Le elezioni generali britanniche svoltesi ieri non sono di quelle che passano alla storia, come quelle che a suo tempo videro l’irresistibile ascesa di Margaret Thatcher o di Tony Blair: l’esito delle urne vede anzitutto una vittoria dei Conservatori, che tuttavia non raggiungono la maggioranza assoluta, e per governare avranno ancora bisogno dei voti dei Liberal Democratici di Clegg che tuttavia hanno subito una pesantissima emorragia di consensi, un vero e proprio travaso di voti che è andato a vantaggio degli stessi Conservatori. La maggioranza che ha governato negli scorsi anni c’è ancora, e Cameron può proseguire il suo lavoro. Stabilità e continuità, dunque, ma solo in apparenza.
Dal voto di ieri emerge un quadro politico in fermentazione, e che nei prossimi anni potrebbe vedere sviluppi molto interessanti. Si è detto dei Lib Dem, un partito da sempre moderatamente progressista, i cui elettori evidentemente si sono radicalizzati, rivolgendosi verso Cameron i più moderati e verso i Laburisti i più socialmente sensibili. I Conservatori hanno sostanzialmente incassato il consenso di chi ha voluto premiare la buona politica economica del Governo: Cameron è riuscito nel corso della trascorsa legislatura ha creare circa due milioni e mezzo di posti di lavoro; precari, a tempo determinato, ma reali, e il tasso di disoccupazione giovanile di Londra è il più basso d’Europa.
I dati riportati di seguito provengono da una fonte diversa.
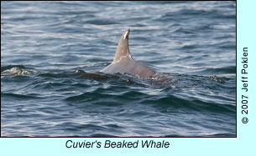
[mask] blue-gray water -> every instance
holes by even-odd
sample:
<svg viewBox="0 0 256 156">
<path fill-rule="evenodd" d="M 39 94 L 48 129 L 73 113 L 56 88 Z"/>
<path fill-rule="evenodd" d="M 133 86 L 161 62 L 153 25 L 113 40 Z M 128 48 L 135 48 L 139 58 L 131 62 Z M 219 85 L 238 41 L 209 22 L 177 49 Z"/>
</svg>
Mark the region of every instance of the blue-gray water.
<svg viewBox="0 0 256 156">
<path fill-rule="evenodd" d="M 159 73 L 92 78 L 130 28 Z M 235 2 L 1 2 L 2 136 L 236 136 Z"/>
</svg>

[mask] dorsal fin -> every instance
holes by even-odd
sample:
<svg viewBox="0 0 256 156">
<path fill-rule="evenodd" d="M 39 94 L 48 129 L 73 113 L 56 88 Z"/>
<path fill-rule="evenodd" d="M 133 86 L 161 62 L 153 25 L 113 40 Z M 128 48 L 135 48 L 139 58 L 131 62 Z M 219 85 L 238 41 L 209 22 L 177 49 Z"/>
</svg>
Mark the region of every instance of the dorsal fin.
<svg viewBox="0 0 256 156">
<path fill-rule="evenodd" d="M 113 63 L 117 63 L 121 60 L 123 57 L 131 57 L 130 51 L 129 51 L 129 45 L 128 45 L 128 36 L 129 36 L 130 30 L 127 29 L 122 35 L 122 38 L 119 41 L 118 47 L 116 51 L 115 58 Z"/>
</svg>

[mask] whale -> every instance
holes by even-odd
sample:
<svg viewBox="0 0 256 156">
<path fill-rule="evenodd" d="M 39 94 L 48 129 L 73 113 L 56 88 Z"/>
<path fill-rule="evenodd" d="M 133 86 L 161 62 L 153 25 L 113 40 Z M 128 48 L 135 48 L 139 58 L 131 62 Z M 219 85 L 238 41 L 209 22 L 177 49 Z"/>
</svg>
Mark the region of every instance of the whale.
<svg viewBox="0 0 256 156">
<path fill-rule="evenodd" d="M 156 72 L 149 67 L 135 61 L 129 50 L 128 36 L 130 29 L 123 32 L 119 41 L 113 61 L 102 69 L 103 73 L 128 73 L 139 78 L 149 78 L 156 74 Z"/>
</svg>

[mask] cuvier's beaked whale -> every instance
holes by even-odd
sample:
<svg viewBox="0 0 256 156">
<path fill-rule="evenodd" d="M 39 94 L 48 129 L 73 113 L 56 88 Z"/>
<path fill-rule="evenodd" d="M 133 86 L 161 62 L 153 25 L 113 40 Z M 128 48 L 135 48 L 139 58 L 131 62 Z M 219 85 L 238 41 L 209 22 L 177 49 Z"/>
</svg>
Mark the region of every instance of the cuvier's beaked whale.
<svg viewBox="0 0 256 156">
<path fill-rule="evenodd" d="M 154 70 L 138 63 L 132 58 L 128 46 L 129 33 L 129 29 L 124 31 L 119 41 L 114 60 L 100 72 L 104 73 L 130 73 L 141 78 L 154 75 L 156 73 Z"/>
</svg>

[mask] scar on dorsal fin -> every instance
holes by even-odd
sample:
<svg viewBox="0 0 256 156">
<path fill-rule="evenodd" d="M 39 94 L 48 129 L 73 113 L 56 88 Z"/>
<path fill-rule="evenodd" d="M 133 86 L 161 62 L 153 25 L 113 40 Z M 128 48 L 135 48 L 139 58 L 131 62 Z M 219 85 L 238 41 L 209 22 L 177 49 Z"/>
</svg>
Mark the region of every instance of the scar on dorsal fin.
<svg viewBox="0 0 256 156">
<path fill-rule="evenodd" d="M 113 63 L 119 62 L 122 59 L 122 58 L 129 57 L 132 58 L 129 51 L 129 44 L 128 44 L 129 33 L 130 33 L 130 29 L 127 29 L 123 32 L 122 38 L 119 41 L 118 47 L 116 51 L 116 55 Z"/>
</svg>

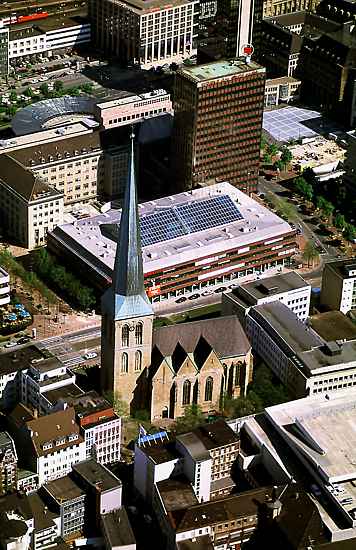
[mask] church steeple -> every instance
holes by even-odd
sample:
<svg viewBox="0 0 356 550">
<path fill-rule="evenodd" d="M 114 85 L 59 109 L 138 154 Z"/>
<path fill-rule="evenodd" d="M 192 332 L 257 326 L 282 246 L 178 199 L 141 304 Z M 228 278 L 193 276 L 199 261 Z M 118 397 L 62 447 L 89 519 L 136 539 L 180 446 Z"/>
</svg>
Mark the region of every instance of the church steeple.
<svg viewBox="0 0 356 550">
<path fill-rule="evenodd" d="M 133 134 L 112 286 L 103 296 L 103 310 L 113 320 L 142 317 L 153 313 L 144 287 Z"/>
</svg>

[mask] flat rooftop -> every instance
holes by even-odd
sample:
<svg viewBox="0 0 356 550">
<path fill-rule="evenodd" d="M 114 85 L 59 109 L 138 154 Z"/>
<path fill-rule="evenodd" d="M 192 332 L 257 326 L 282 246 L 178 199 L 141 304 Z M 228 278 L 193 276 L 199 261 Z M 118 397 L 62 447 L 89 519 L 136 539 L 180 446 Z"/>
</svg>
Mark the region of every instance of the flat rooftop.
<svg viewBox="0 0 356 550">
<path fill-rule="evenodd" d="M 295 355 L 324 344 L 295 313 L 281 302 L 270 302 L 254 306 L 249 315 L 274 338 L 284 352 Z"/>
<path fill-rule="evenodd" d="M 145 273 L 256 242 L 268 245 L 294 233 L 286 221 L 227 182 L 140 204 L 139 214 Z M 120 217 L 121 210 L 112 209 L 57 226 L 50 240 L 109 280 Z"/>
<path fill-rule="evenodd" d="M 44 485 L 44 489 L 59 503 L 63 504 L 68 500 L 74 500 L 76 498 L 85 495 L 78 485 L 69 476 L 60 477 L 54 481 L 49 481 Z"/>
<path fill-rule="evenodd" d="M 251 297 L 254 303 L 257 303 L 258 300 L 262 300 L 268 296 L 275 296 L 305 287 L 310 287 L 309 283 L 295 271 L 289 271 L 273 275 L 272 277 L 264 277 L 263 279 L 243 283 L 234 288 L 231 294 L 239 296 L 241 289 Z"/>
<path fill-rule="evenodd" d="M 282 437 L 330 483 L 356 478 L 356 389 L 266 409 Z"/>
<path fill-rule="evenodd" d="M 245 59 L 234 59 L 231 61 L 221 60 L 206 63 L 204 65 L 192 65 L 182 67 L 178 74 L 187 76 L 194 82 L 205 82 L 209 80 L 218 80 L 219 78 L 228 78 L 252 71 L 265 72 L 265 68 L 258 63 L 251 61 L 246 63 Z"/>
<path fill-rule="evenodd" d="M 33 345 L 26 346 L 17 351 L 8 351 L 0 355 L 0 375 L 10 374 L 18 370 L 24 370 L 31 367 L 31 361 L 34 359 L 43 359 L 43 353 Z"/>
<path fill-rule="evenodd" d="M 135 535 L 123 506 L 110 514 L 103 514 L 101 521 L 110 548 L 136 546 Z"/>
<path fill-rule="evenodd" d="M 356 325 L 341 311 L 326 311 L 309 317 L 309 326 L 326 342 L 355 340 Z"/>
<path fill-rule="evenodd" d="M 333 347 L 335 354 L 331 354 L 326 346 L 297 354 L 297 359 L 302 362 L 307 374 L 339 372 L 356 366 L 356 340 L 340 344 L 330 342 L 328 345 Z"/>
<path fill-rule="evenodd" d="M 121 487 L 120 479 L 96 460 L 78 462 L 73 465 L 73 470 L 93 487 L 100 487 L 101 492 Z"/>
<path fill-rule="evenodd" d="M 101 101 L 97 103 L 97 107 L 100 109 L 110 109 L 112 107 L 119 107 L 120 105 L 130 105 L 138 101 L 147 101 L 149 99 L 157 99 L 159 97 L 169 96 L 166 90 L 153 90 L 143 94 L 133 94 L 130 92 L 122 92 L 122 97 L 113 99 L 111 101 Z"/>
<path fill-rule="evenodd" d="M 61 388 L 57 388 L 55 390 L 49 390 L 42 395 L 50 402 L 52 405 L 55 405 L 58 403 L 60 399 L 63 399 L 63 401 L 71 400 L 75 397 L 79 397 L 83 394 L 83 390 L 79 388 L 76 384 L 67 384 L 66 386 L 62 386 Z"/>
<path fill-rule="evenodd" d="M 349 260 L 339 260 L 337 262 L 328 262 L 324 269 L 334 271 L 342 279 L 356 278 L 356 258 Z"/>
</svg>

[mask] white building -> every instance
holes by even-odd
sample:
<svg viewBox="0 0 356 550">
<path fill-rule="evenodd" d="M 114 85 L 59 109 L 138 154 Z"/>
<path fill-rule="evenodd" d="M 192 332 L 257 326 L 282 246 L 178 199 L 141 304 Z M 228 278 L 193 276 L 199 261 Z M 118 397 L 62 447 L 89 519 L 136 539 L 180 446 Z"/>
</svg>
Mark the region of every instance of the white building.
<svg viewBox="0 0 356 550">
<path fill-rule="evenodd" d="M 90 23 L 84 19 L 51 18 L 14 25 L 10 29 L 9 59 L 48 55 L 90 42 Z"/>
<path fill-rule="evenodd" d="M 0 267 L 0 306 L 10 303 L 10 275 Z"/>
<path fill-rule="evenodd" d="M 246 332 L 252 351 L 295 397 L 356 385 L 356 340 L 325 342 L 280 302 L 252 307 Z"/>
<path fill-rule="evenodd" d="M 241 283 L 223 294 L 223 315 L 237 315 L 245 324 L 250 307 L 270 302 L 286 305 L 301 321 L 306 321 L 310 309 L 311 286 L 294 271 Z"/>
<path fill-rule="evenodd" d="M 91 0 L 94 45 L 125 63 L 148 68 L 181 62 L 196 54 L 199 2 L 157 4 Z"/>
<path fill-rule="evenodd" d="M 0 155 L 0 174 L 2 224 L 20 246 L 45 244 L 47 232 L 63 223 L 63 193 L 9 155 Z"/>
<path fill-rule="evenodd" d="M 356 308 L 356 262 L 352 259 L 324 265 L 320 301 L 329 309 L 348 313 Z"/>
<path fill-rule="evenodd" d="M 73 464 L 85 460 L 85 442 L 72 407 L 36 418 L 18 405 L 9 421 L 17 448 L 23 450 L 24 461 L 38 474 L 40 486 L 67 475 Z"/>
</svg>

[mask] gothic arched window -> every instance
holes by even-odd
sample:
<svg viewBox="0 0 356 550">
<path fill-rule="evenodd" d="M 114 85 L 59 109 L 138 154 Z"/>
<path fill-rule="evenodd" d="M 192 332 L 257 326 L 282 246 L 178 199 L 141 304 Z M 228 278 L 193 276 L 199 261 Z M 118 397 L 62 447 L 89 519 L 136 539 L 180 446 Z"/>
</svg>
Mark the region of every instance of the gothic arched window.
<svg viewBox="0 0 356 550">
<path fill-rule="evenodd" d="M 135 328 L 136 346 L 140 346 L 142 344 L 142 334 L 143 334 L 143 324 L 137 323 Z"/>
<path fill-rule="evenodd" d="M 129 345 L 129 325 L 124 325 L 121 329 L 121 345 L 123 348 L 127 348 Z"/>
<path fill-rule="evenodd" d="M 206 382 L 205 382 L 205 396 L 204 396 L 205 401 L 211 401 L 212 400 L 212 398 L 213 398 L 213 387 L 214 387 L 214 380 L 212 379 L 211 376 L 209 376 L 206 379 Z"/>
<path fill-rule="evenodd" d="M 129 356 L 123 353 L 121 356 L 121 372 L 127 374 L 129 372 Z"/>
<path fill-rule="evenodd" d="M 190 403 L 190 390 L 191 390 L 191 383 L 189 380 L 185 380 L 183 384 L 183 399 L 182 399 L 182 405 L 189 405 Z"/>
<path fill-rule="evenodd" d="M 135 353 L 135 370 L 139 371 L 142 368 L 142 353 L 137 350 Z"/>
</svg>

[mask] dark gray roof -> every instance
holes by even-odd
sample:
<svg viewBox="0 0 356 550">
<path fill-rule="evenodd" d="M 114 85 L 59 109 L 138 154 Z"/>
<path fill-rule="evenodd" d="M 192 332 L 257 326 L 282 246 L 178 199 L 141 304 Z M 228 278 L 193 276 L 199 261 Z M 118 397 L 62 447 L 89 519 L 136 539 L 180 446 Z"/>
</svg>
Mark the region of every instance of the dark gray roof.
<svg viewBox="0 0 356 550">
<path fill-rule="evenodd" d="M 73 472 L 101 492 L 121 487 L 119 478 L 94 459 L 78 462 L 72 468 Z"/>
<path fill-rule="evenodd" d="M 248 316 L 256 320 L 278 342 L 287 356 L 308 351 L 324 343 L 281 302 L 253 306 Z"/>
<path fill-rule="evenodd" d="M 289 292 L 291 290 L 304 288 L 306 286 L 309 286 L 309 283 L 307 283 L 303 277 L 298 275 L 295 271 L 289 271 L 288 273 L 280 273 L 279 275 L 273 275 L 272 277 L 242 283 L 234 288 L 231 294 L 241 298 L 241 289 L 243 291 L 243 297 L 250 297 L 251 300 L 249 300 L 249 303 L 252 305 L 255 304 L 257 300 L 261 300 L 267 296 L 281 294 L 282 292 Z"/>
<path fill-rule="evenodd" d="M 109 542 L 109 548 L 136 544 L 135 535 L 123 506 L 119 510 L 101 516 L 101 521 Z"/>
<path fill-rule="evenodd" d="M 153 344 L 167 357 L 173 354 L 178 342 L 187 353 L 192 353 L 201 337 L 210 344 L 220 359 L 246 355 L 251 349 L 250 342 L 234 315 L 157 328 L 153 333 Z"/>
<path fill-rule="evenodd" d="M 0 155 L 0 179 L 26 201 L 62 195 L 11 155 Z"/>
</svg>

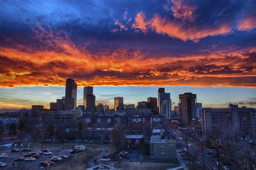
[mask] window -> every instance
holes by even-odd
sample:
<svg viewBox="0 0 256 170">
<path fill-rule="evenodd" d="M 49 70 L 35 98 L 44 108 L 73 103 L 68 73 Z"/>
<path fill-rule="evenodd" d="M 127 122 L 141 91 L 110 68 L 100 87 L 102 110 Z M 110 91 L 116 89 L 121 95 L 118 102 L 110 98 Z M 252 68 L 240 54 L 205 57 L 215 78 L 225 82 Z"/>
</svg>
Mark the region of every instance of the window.
<svg viewBox="0 0 256 170">
<path fill-rule="evenodd" d="M 161 157 L 164 158 L 164 152 L 161 152 Z"/>
</svg>

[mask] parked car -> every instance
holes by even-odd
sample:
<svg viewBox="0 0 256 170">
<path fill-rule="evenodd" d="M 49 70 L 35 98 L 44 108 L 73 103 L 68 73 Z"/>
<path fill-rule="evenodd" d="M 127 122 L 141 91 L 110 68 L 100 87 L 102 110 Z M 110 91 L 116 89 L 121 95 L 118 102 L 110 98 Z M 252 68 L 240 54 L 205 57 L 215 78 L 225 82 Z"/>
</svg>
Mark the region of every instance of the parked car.
<svg viewBox="0 0 256 170">
<path fill-rule="evenodd" d="M 31 150 L 30 150 L 30 149 L 29 148 L 26 148 L 23 149 L 23 150 L 22 150 L 22 152 L 30 152 L 30 151 L 31 151 Z"/>
<path fill-rule="evenodd" d="M 216 164 L 219 166 L 219 162 L 216 162 Z M 223 166 L 223 162 L 220 162 L 220 166 Z"/>
<path fill-rule="evenodd" d="M 36 152 L 38 154 L 42 154 L 43 153 L 40 151 L 35 151 L 35 152 Z"/>
<path fill-rule="evenodd" d="M 50 163 L 48 163 L 48 162 L 46 161 L 42 161 L 42 162 L 40 162 L 40 163 L 39 163 L 39 166 L 42 167 L 49 167 L 51 166 L 51 164 Z"/>
<path fill-rule="evenodd" d="M 35 158 L 36 159 L 39 159 L 40 158 L 40 155 L 39 154 L 35 154 L 35 155 L 32 156 L 31 157 Z"/>
<path fill-rule="evenodd" d="M 59 157 L 61 158 L 62 159 L 66 159 L 66 158 L 69 158 L 69 157 L 68 157 L 68 156 L 66 156 L 64 154 L 60 154 L 60 155 L 59 155 Z"/>
<path fill-rule="evenodd" d="M 11 150 L 11 152 L 19 152 L 19 150 L 16 148 L 13 148 Z"/>
<path fill-rule="evenodd" d="M 16 158 L 14 160 L 16 160 L 17 161 L 23 161 L 24 160 L 25 160 L 25 158 L 24 157 L 18 157 L 18 158 Z"/>
<path fill-rule="evenodd" d="M 43 152 L 50 152 L 51 151 L 48 149 L 44 149 L 43 150 Z"/>
<path fill-rule="evenodd" d="M 43 153 L 43 154 L 50 155 L 50 154 L 52 154 L 52 152 L 45 152 Z"/>
<path fill-rule="evenodd" d="M 25 161 L 34 161 L 36 160 L 36 158 L 33 157 L 29 157 L 24 160 Z"/>
<path fill-rule="evenodd" d="M 0 154 L 0 158 L 6 158 L 8 155 L 6 153 L 2 153 Z"/>
<path fill-rule="evenodd" d="M 86 146 L 85 145 L 76 145 L 75 149 L 78 150 L 79 151 L 84 151 L 86 150 Z"/>
<path fill-rule="evenodd" d="M 196 164 L 197 164 L 197 166 L 198 167 L 202 167 L 202 164 L 201 164 L 200 162 L 197 162 Z"/>
<path fill-rule="evenodd" d="M 72 151 L 70 151 L 70 154 L 77 154 L 79 153 L 79 150 L 73 149 Z"/>
<path fill-rule="evenodd" d="M 47 158 L 48 160 L 50 160 L 53 162 L 59 162 L 62 160 L 62 158 L 59 158 L 59 157 L 57 156 L 54 156 L 51 158 Z"/>
<path fill-rule="evenodd" d="M 5 164 L 4 162 L 0 162 L 0 167 L 5 167 L 5 166 L 6 166 L 6 164 Z"/>
<path fill-rule="evenodd" d="M 225 170 L 230 170 L 230 167 L 228 166 L 223 166 L 222 168 Z"/>
</svg>

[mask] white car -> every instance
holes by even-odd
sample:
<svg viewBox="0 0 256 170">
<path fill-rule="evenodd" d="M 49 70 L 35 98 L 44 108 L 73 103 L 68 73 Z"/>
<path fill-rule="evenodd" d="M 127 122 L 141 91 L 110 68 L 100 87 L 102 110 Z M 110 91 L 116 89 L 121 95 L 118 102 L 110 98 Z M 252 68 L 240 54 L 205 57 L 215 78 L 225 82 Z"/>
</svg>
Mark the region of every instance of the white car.
<svg viewBox="0 0 256 170">
<path fill-rule="evenodd" d="M 29 157 L 28 158 L 25 159 L 24 160 L 25 161 L 34 161 L 36 160 L 36 158 L 33 157 Z"/>
<path fill-rule="evenodd" d="M 8 155 L 6 153 L 2 153 L 2 154 L 0 154 L 0 158 L 6 158 L 7 157 L 8 157 Z"/>
<path fill-rule="evenodd" d="M 4 162 L 0 162 L 0 167 L 3 167 L 4 166 L 6 166 L 6 164 L 4 164 Z"/>
<path fill-rule="evenodd" d="M 50 155 L 52 154 L 52 152 L 45 152 L 43 153 L 43 154 L 47 154 L 47 155 Z"/>
</svg>

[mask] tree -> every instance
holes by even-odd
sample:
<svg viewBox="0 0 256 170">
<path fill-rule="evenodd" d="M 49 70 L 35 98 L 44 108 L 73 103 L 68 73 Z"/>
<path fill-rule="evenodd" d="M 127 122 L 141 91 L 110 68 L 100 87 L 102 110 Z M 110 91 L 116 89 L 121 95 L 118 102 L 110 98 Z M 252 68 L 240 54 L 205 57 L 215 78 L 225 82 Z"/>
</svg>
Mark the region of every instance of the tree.
<svg viewBox="0 0 256 170">
<path fill-rule="evenodd" d="M 124 143 L 125 126 L 123 125 L 119 124 L 114 127 L 111 131 L 111 139 L 113 145 L 116 147 L 117 152 L 121 150 Z"/>
<path fill-rule="evenodd" d="M 10 134 L 15 135 L 16 134 L 17 127 L 14 123 L 12 123 L 9 128 L 9 132 Z"/>
<path fill-rule="evenodd" d="M 21 121 L 18 129 L 21 131 L 24 131 L 26 130 L 26 124 L 24 121 Z"/>
<path fill-rule="evenodd" d="M 50 136 L 52 137 L 54 135 L 54 126 L 52 122 L 50 122 L 47 126 L 47 131 L 48 131 Z"/>
</svg>

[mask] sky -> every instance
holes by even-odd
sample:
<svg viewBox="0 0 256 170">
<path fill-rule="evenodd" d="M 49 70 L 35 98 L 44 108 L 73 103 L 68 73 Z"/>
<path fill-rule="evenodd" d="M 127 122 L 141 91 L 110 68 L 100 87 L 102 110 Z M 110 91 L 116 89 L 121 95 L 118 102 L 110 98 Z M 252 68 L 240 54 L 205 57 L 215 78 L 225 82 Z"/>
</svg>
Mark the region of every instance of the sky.
<svg viewBox="0 0 256 170">
<path fill-rule="evenodd" d="M 256 107 L 255 1 L 1 1 L 0 108 L 48 104 L 65 80 L 97 102 L 165 87 Z M 79 88 L 78 103 L 82 89 Z M 205 104 L 204 104 L 205 103 Z"/>
</svg>

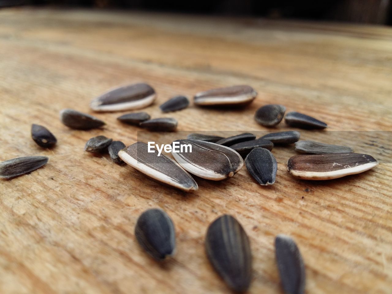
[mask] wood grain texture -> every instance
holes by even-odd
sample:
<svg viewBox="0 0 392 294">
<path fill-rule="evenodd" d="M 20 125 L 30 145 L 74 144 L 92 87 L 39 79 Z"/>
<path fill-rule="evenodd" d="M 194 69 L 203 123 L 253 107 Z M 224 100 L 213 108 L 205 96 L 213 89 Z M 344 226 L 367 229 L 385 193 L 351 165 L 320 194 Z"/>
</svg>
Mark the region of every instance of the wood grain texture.
<svg viewBox="0 0 392 294">
<path fill-rule="evenodd" d="M 273 247 L 280 233 L 292 236 L 302 253 L 306 293 L 390 293 L 391 29 L 12 9 L 0 11 L 0 160 L 49 158 L 30 174 L 0 181 L 0 292 L 227 293 L 203 243 L 208 225 L 227 213 L 250 238 L 250 293 L 282 293 Z M 301 181 L 285 166 L 294 147 L 277 147 L 273 185 L 260 186 L 243 168 L 227 181 L 198 179 L 199 190 L 185 194 L 108 156 L 83 151 L 85 142 L 100 135 L 127 145 L 136 141 L 141 129 L 116 119 L 125 113 L 94 114 L 89 103 L 113 87 L 140 82 L 158 94 L 145 111 L 174 117 L 179 131 L 265 131 L 254 112 L 278 103 L 325 121 L 328 131 L 357 131 L 336 143 L 361 140 L 356 152 L 371 148 L 368 153 L 384 160 L 361 174 Z M 158 107 L 175 95 L 236 84 L 259 93 L 240 111 L 191 105 L 162 114 Z M 68 107 L 107 124 L 71 130 L 59 119 Z M 32 123 L 48 127 L 57 146 L 37 146 Z M 291 129 L 282 123 L 273 129 Z M 373 131 L 384 132 L 365 132 Z M 301 139 L 333 133 L 309 132 Z M 139 136 L 167 140 L 160 133 Z M 325 142 L 332 143 L 328 138 Z M 134 235 L 138 217 L 153 207 L 166 211 L 176 227 L 177 254 L 164 265 L 143 252 Z"/>
</svg>

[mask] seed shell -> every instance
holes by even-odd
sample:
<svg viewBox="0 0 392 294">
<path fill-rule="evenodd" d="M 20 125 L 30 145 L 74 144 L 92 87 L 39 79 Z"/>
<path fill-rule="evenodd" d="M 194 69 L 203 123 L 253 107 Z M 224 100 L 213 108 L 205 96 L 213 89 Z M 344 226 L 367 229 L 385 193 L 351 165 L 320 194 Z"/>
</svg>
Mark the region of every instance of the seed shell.
<svg viewBox="0 0 392 294">
<path fill-rule="evenodd" d="M 44 148 L 53 147 L 57 142 L 57 139 L 45 127 L 39 125 L 31 125 L 31 138 L 37 145 Z"/>
<path fill-rule="evenodd" d="M 249 238 L 241 224 L 225 214 L 209 227 L 205 238 L 207 256 L 226 284 L 238 292 L 246 291 L 252 277 Z"/>
<path fill-rule="evenodd" d="M 11 178 L 30 172 L 44 165 L 49 158 L 44 156 L 27 156 L 0 162 L 0 178 Z"/>
<path fill-rule="evenodd" d="M 295 143 L 295 150 L 303 154 L 348 153 L 354 152 L 350 147 L 325 144 L 314 141 L 299 141 Z"/>
<path fill-rule="evenodd" d="M 275 256 L 281 283 L 286 294 L 303 294 L 305 267 L 301 252 L 291 238 L 279 234 L 275 239 Z"/>
<path fill-rule="evenodd" d="M 257 92 L 250 86 L 233 86 L 198 93 L 194 102 L 200 105 L 243 104 L 251 102 L 257 95 Z"/>
<path fill-rule="evenodd" d="M 360 153 L 295 155 L 289 160 L 287 170 L 303 180 L 330 180 L 359 174 L 378 164 L 370 155 Z"/>
<path fill-rule="evenodd" d="M 158 260 L 172 256 L 176 249 L 174 225 L 161 209 L 149 209 L 139 217 L 135 236 L 140 246 Z"/>
<path fill-rule="evenodd" d="M 220 181 L 231 178 L 243 165 L 238 153 L 226 146 L 211 142 L 196 140 L 177 140 L 180 145 L 190 145 L 192 152 L 174 152 L 177 162 L 192 174 L 204 179 Z"/>
<path fill-rule="evenodd" d="M 261 125 L 273 127 L 281 121 L 285 112 L 286 107 L 283 105 L 265 105 L 256 111 L 254 119 Z"/>
<path fill-rule="evenodd" d="M 155 91 L 149 85 L 140 83 L 120 87 L 109 91 L 91 101 L 95 111 L 120 111 L 140 109 L 154 102 Z"/>
<path fill-rule="evenodd" d="M 68 127 L 77 130 L 89 130 L 105 124 L 102 121 L 91 115 L 70 109 L 61 111 L 60 119 Z"/>
<path fill-rule="evenodd" d="M 148 152 L 148 145 L 137 142 L 118 152 L 126 163 L 162 183 L 190 192 L 198 189 L 197 183 L 191 175 L 172 160 L 158 152 Z"/>
</svg>

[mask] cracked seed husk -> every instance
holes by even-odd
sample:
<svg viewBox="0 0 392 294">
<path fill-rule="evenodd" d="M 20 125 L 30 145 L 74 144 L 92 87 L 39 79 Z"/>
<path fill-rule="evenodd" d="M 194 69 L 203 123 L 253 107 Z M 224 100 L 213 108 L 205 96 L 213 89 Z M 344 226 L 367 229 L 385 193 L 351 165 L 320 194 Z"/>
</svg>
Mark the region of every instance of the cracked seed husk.
<svg viewBox="0 0 392 294">
<path fill-rule="evenodd" d="M 297 142 L 295 143 L 295 150 L 303 154 L 348 153 L 354 152 L 350 147 L 308 140 Z"/>
<path fill-rule="evenodd" d="M 152 209 L 142 214 L 135 227 L 135 236 L 142 248 L 157 260 L 163 260 L 174 253 L 174 225 L 162 209 Z"/>
<path fill-rule="evenodd" d="M 233 86 L 198 93 L 194 102 L 199 105 L 245 104 L 253 101 L 257 95 L 257 92 L 250 86 Z"/>
<path fill-rule="evenodd" d="M 158 152 L 148 152 L 148 145 L 137 142 L 120 150 L 118 156 L 126 163 L 161 183 L 185 192 L 198 189 L 197 183 L 174 160 Z"/>
<path fill-rule="evenodd" d="M 378 164 L 370 155 L 360 153 L 295 155 L 289 160 L 287 170 L 303 180 L 330 180 L 359 174 Z"/>
<path fill-rule="evenodd" d="M 102 94 L 91 101 L 95 111 L 120 111 L 140 109 L 154 102 L 155 91 L 149 85 L 139 83 L 120 87 Z"/>
<path fill-rule="evenodd" d="M 233 217 L 223 215 L 209 227 L 205 250 L 210 262 L 226 284 L 237 292 L 246 291 L 252 278 L 249 238 Z"/>
<path fill-rule="evenodd" d="M 45 156 L 27 156 L 0 162 L 0 178 L 11 178 L 34 171 L 49 160 Z"/>
<path fill-rule="evenodd" d="M 286 107 L 283 105 L 265 105 L 256 111 L 254 119 L 261 125 L 273 127 L 281 121 L 285 111 Z"/>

E a proposito di Europa: Cameron è riuscito a contenere con successo il fenomeno-Farage. L’erosione di voti conservatori da parte dei populisti dell’Ukip che molti esperti avevano previsto non c’è stata. Cameron si è barcamenato tra promesse di eventuali referendum per uscire dall’Unione Europea e sorridenti rassicurazioni a Strasburgo. Alla fine il gioco ha funzionato e Farage con il suo armamentario demagogico sembra già in declino, pur conservando un certo appeal sull’elettorato degli anziani, degli xenofobi, dei nostalgici dell’Impero Britannico, ma che il sistema elettorale maggioritario — sempiterno e inamovibile in Britannia — penalizza inesorabilmente.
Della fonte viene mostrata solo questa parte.